Our next meeting is WEDNESDAY November 17, 2010. Pizza and networking start at 6:00 PM. Talks start at 6:30 PM. Location: Park Center Plaza #1, 6100 Oak Tree Blvd, off Rockside Road, Independence, Ohio. Click here for a Google Map! Open to everyone and free as always!
Here are the list of talks and agenda items for this months meeting:
The Enemy Within: How Cross-Site Request Forgery Can Turn Your Employees Into Unwitting Internal Hackers
Chris Bush, Sr. Security Consultant, Accuvant LABS
Web applications have for years now been increasingly the focus of attention for hackers. After all, vulnerabilities like SQL Injection have provided hackers a simple way to bypass firewalls and other network and host security controls to gain easy access to company data and internal resources. As a result, many companies have placed an increasing focus on securing their external web applications from these vulnerabilities, providing another layer of security and further hardening their perimeter. Meanwhile, corporate intranet applications have often not received this kind of attention to security, so they may still be vulnerable. And hackers still have a way to reach them – through your employees, and the web browser – using a technique known as Cross-Site Request Forgery. This talk will provide a technical overview of Cross-Site Request Forgery (CSRF). We’ll discuss how and why CSRF works, and how hackers can leverage it to turn your employees into unwitting accomplices to attack your internal applications. We’ll also cover some protection strategies that can be used to help mitigate the threat.
OSSIM Open Source SIEM
Kyle Capatosto, Hurricane Labs
OSSIM is an open source SIEM, developed by Alienvault LLC. It is a heterogeneous mixture of over 200 different open source projects, featuring a strong correlation engine, incident management tools, customizable reporting, and various cross-platform agents all tied into a simple, easy to-use web interface.
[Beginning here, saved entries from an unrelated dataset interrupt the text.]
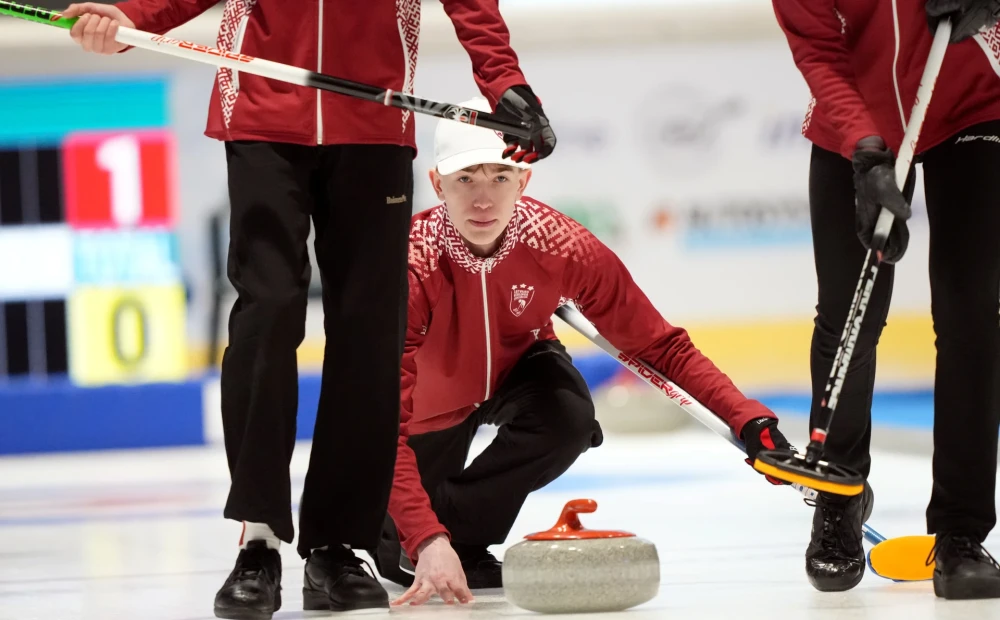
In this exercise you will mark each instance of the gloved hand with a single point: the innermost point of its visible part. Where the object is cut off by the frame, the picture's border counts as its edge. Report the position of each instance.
(521, 103)
(968, 17)
(875, 187)
(763, 434)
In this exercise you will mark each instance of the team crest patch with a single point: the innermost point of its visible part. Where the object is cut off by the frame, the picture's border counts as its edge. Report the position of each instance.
(520, 297)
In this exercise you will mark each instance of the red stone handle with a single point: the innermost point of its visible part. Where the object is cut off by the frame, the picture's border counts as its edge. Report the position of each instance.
(569, 527)
(569, 520)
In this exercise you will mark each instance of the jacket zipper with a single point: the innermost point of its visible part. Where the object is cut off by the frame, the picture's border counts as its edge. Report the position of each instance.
(895, 59)
(241, 31)
(319, 69)
(486, 319)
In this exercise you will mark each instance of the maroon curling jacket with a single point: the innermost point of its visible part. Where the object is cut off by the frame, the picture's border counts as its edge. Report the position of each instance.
(369, 41)
(863, 60)
(471, 319)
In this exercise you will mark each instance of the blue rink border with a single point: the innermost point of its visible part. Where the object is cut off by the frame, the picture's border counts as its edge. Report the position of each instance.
(56, 416)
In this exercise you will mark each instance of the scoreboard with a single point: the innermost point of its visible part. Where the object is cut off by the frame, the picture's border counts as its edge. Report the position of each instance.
(90, 277)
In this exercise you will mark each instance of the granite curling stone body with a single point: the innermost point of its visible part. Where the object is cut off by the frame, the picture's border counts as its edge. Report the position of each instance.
(570, 569)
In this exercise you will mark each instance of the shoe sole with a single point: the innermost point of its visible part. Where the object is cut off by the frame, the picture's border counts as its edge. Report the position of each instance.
(967, 588)
(317, 600)
(822, 587)
(244, 613)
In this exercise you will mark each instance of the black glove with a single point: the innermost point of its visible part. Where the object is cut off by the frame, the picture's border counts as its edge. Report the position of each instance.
(521, 103)
(875, 187)
(968, 17)
(763, 434)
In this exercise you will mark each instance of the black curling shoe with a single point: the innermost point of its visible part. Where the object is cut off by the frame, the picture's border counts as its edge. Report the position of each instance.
(835, 558)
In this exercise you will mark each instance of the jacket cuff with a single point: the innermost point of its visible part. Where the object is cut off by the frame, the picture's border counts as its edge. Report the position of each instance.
(413, 543)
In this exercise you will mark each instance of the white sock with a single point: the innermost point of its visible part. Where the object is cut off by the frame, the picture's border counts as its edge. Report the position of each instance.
(258, 531)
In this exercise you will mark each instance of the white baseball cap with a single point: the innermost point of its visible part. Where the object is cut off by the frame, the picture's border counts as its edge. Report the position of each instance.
(458, 145)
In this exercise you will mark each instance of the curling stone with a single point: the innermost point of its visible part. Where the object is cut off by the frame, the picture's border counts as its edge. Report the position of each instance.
(570, 569)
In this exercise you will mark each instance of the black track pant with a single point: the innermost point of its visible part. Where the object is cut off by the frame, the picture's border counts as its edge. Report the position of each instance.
(359, 199)
(545, 416)
(962, 188)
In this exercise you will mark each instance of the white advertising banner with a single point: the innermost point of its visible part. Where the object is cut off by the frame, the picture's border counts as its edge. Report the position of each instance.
(689, 162)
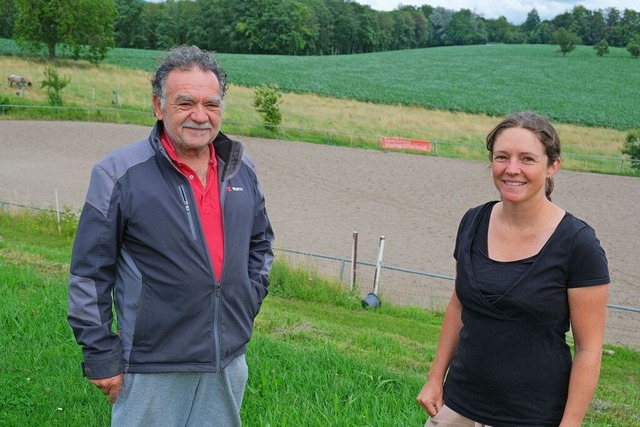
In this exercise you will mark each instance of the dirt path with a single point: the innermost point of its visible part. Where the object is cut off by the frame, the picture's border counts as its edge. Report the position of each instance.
(319, 195)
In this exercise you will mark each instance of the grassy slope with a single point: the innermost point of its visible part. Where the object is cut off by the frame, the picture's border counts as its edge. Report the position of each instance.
(317, 358)
(94, 87)
(579, 88)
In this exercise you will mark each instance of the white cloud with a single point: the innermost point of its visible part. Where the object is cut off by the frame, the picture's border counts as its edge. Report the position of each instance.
(514, 10)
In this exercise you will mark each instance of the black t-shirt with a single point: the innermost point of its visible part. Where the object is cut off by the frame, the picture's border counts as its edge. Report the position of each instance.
(512, 365)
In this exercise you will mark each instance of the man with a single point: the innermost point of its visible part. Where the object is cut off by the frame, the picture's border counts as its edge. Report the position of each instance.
(174, 234)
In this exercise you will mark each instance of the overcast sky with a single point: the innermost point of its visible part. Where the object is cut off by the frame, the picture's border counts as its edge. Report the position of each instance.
(514, 10)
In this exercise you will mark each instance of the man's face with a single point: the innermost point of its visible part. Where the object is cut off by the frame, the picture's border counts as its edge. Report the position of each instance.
(192, 112)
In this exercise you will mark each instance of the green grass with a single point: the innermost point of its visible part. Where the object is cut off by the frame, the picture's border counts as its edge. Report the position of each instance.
(579, 88)
(317, 358)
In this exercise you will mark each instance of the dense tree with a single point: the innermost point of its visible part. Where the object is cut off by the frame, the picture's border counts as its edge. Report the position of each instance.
(129, 25)
(465, 28)
(633, 47)
(501, 31)
(85, 27)
(601, 48)
(532, 21)
(567, 40)
(589, 25)
(8, 13)
(440, 19)
(290, 27)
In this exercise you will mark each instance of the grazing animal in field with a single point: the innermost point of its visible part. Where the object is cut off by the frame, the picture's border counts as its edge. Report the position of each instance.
(18, 80)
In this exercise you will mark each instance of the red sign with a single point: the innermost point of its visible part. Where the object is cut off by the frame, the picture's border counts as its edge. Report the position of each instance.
(391, 143)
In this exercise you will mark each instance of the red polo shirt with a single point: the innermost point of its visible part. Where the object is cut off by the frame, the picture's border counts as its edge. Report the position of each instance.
(208, 199)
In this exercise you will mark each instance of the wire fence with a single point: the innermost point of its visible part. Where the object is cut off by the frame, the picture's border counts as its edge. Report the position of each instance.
(572, 161)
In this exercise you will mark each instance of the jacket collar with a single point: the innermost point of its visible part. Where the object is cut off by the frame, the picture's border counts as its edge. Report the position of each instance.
(228, 151)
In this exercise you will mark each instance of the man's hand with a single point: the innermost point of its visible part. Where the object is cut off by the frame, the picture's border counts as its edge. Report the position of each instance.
(109, 386)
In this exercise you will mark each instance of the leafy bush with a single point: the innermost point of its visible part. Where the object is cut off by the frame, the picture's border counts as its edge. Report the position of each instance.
(54, 84)
(267, 102)
(4, 102)
(632, 148)
(568, 40)
(633, 47)
(602, 48)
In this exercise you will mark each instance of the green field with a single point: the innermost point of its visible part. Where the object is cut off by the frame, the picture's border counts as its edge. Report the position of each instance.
(317, 358)
(579, 88)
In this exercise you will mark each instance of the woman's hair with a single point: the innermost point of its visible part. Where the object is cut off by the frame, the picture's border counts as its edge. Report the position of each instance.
(539, 126)
(186, 58)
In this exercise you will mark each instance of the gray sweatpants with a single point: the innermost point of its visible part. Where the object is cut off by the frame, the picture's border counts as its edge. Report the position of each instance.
(180, 399)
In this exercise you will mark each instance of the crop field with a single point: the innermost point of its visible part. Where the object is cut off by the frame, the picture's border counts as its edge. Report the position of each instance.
(579, 88)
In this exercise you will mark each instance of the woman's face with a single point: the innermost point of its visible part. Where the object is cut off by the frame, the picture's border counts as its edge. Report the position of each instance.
(520, 165)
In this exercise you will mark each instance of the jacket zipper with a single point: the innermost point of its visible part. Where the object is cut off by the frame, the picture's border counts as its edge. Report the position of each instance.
(218, 291)
(187, 208)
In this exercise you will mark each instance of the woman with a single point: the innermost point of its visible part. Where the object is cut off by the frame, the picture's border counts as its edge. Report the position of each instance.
(526, 271)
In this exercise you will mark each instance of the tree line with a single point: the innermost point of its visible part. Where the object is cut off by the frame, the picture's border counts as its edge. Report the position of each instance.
(288, 27)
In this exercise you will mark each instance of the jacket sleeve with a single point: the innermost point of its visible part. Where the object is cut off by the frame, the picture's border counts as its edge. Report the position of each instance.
(92, 279)
(261, 249)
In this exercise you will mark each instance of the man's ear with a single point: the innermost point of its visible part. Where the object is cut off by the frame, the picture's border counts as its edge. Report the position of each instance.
(157, 108)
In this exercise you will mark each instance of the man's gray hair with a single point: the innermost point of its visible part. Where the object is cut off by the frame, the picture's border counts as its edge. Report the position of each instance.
(186, 58)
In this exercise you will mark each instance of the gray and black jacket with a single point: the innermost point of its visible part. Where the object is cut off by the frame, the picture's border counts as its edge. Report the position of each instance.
(140, 242)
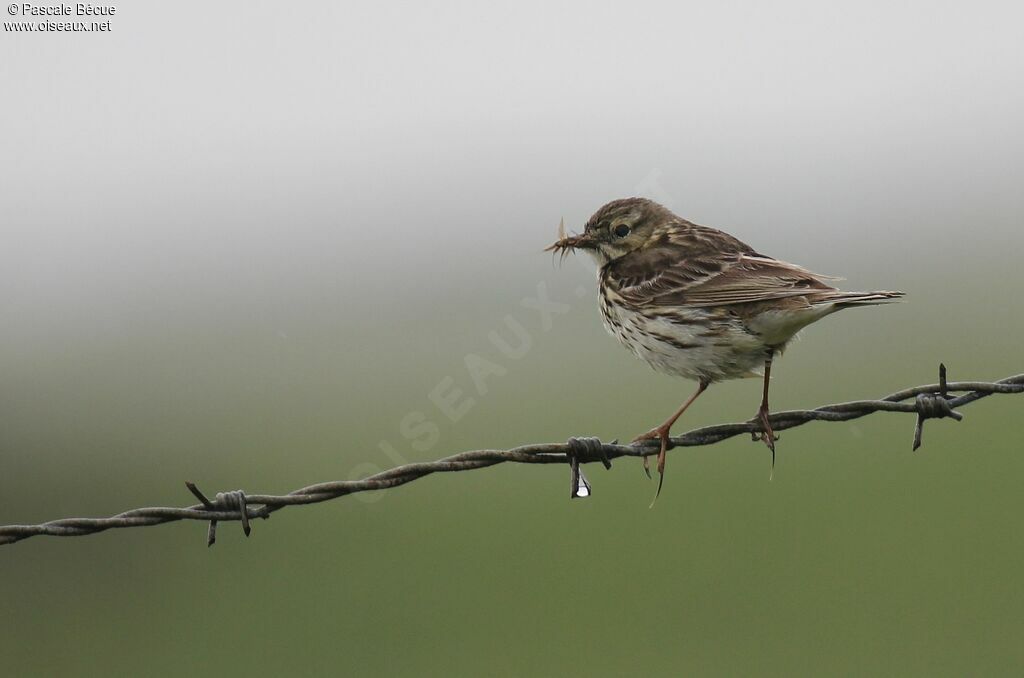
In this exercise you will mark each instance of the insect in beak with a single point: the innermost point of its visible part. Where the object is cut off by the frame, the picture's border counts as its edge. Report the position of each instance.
(566, 244)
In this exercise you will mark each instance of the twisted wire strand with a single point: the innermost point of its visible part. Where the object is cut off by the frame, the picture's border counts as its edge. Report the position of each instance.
(237, 506)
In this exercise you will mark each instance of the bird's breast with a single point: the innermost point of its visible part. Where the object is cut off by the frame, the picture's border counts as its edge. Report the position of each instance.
(694, 343)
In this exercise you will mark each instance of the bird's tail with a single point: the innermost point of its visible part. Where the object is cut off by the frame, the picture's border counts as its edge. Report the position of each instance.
(849, 299)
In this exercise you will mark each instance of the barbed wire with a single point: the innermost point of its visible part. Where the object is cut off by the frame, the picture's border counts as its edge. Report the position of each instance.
(927, 401)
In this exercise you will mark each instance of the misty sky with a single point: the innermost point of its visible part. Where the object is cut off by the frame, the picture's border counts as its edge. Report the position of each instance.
(261, 154)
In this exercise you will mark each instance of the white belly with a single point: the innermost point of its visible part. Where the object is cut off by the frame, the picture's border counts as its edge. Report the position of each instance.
(693, 343)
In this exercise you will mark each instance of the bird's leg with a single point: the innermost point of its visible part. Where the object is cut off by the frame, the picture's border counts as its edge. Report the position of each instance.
(662, 433)
(767, 434)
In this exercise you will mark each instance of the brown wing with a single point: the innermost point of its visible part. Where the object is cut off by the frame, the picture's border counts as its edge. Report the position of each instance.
(675, 277)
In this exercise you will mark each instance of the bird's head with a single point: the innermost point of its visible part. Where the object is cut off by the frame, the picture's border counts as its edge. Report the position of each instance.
(615, 229)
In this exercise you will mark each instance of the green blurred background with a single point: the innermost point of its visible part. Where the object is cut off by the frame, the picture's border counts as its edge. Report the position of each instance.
(241, 245)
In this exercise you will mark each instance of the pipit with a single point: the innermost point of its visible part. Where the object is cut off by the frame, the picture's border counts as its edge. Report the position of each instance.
(695, 302)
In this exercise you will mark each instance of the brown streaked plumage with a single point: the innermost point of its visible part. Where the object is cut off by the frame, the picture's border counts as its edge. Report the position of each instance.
(695, 302)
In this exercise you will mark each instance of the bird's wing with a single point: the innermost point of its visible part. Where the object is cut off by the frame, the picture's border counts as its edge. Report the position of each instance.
(673, 278)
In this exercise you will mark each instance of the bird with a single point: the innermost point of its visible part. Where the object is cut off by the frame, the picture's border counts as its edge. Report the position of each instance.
(695, 302)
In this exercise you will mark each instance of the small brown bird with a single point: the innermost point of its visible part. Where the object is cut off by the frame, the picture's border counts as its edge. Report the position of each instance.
(695, 302)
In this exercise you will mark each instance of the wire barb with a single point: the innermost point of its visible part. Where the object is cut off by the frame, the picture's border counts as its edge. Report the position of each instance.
(936, 404)
(231, 501)
(933, 406)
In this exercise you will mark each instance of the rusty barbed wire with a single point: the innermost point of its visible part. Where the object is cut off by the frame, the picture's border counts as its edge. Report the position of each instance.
(929, 401)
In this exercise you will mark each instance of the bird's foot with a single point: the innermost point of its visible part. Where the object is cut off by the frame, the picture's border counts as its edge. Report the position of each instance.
(658, 433)
(767, 435)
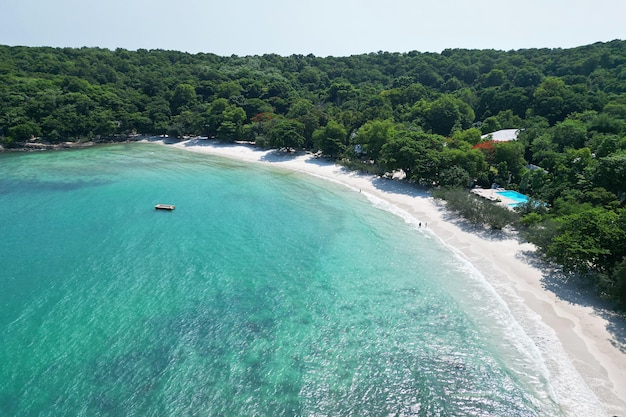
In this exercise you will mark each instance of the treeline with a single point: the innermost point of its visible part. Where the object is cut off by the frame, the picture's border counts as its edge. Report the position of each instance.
(422, 113)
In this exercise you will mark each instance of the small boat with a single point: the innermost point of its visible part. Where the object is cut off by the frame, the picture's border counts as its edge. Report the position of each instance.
(165, 207)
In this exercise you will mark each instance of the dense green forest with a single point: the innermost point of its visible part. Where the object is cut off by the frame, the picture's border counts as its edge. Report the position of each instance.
(423, 113)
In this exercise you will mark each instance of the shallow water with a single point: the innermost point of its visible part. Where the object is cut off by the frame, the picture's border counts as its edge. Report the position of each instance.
(263, 293)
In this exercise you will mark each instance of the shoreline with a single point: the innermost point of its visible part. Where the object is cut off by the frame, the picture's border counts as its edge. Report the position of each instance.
(558, 320)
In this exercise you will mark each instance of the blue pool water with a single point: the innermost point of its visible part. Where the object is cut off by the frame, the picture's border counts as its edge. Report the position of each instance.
(514, 195)
(264, 293)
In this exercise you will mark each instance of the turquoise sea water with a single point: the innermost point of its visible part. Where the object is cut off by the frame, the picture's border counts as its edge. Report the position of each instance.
(514, 195)
(265, 293)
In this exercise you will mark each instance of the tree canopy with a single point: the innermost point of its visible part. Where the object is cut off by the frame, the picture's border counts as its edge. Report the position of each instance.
(422, 113)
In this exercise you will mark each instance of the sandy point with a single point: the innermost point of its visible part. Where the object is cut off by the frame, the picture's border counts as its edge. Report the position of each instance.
(563, 319)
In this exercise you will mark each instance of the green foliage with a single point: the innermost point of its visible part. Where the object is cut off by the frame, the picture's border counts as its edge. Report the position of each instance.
(286, 134)
(475, 209)
(330, 139)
Today’s talk will be covering installation styles, best practices, OSSIM innerworkings, as well as tips and tricks to get the most out of your OSSIM deployment.
Chris is a Certified Information Systems Security Professional (CISSP) and holds a Masters Degree in Computer Science from Binghamton University, Binghamton, New York and a Bachelors Degree in Computer Science from University at Buffalo, Buffalo, New York.
Kyle Capatosto has been a network security engineer at Hurricane Labs for over 2 years, currently consulting fortune 500 companies on secure network design, intrusion prevention, incident response, and SIEM. Kyle has performed multiple implementations of OSSIM on complex networks providing clients valuable insight into the interworkings of their network, as well as helping them to implement a better incident response program.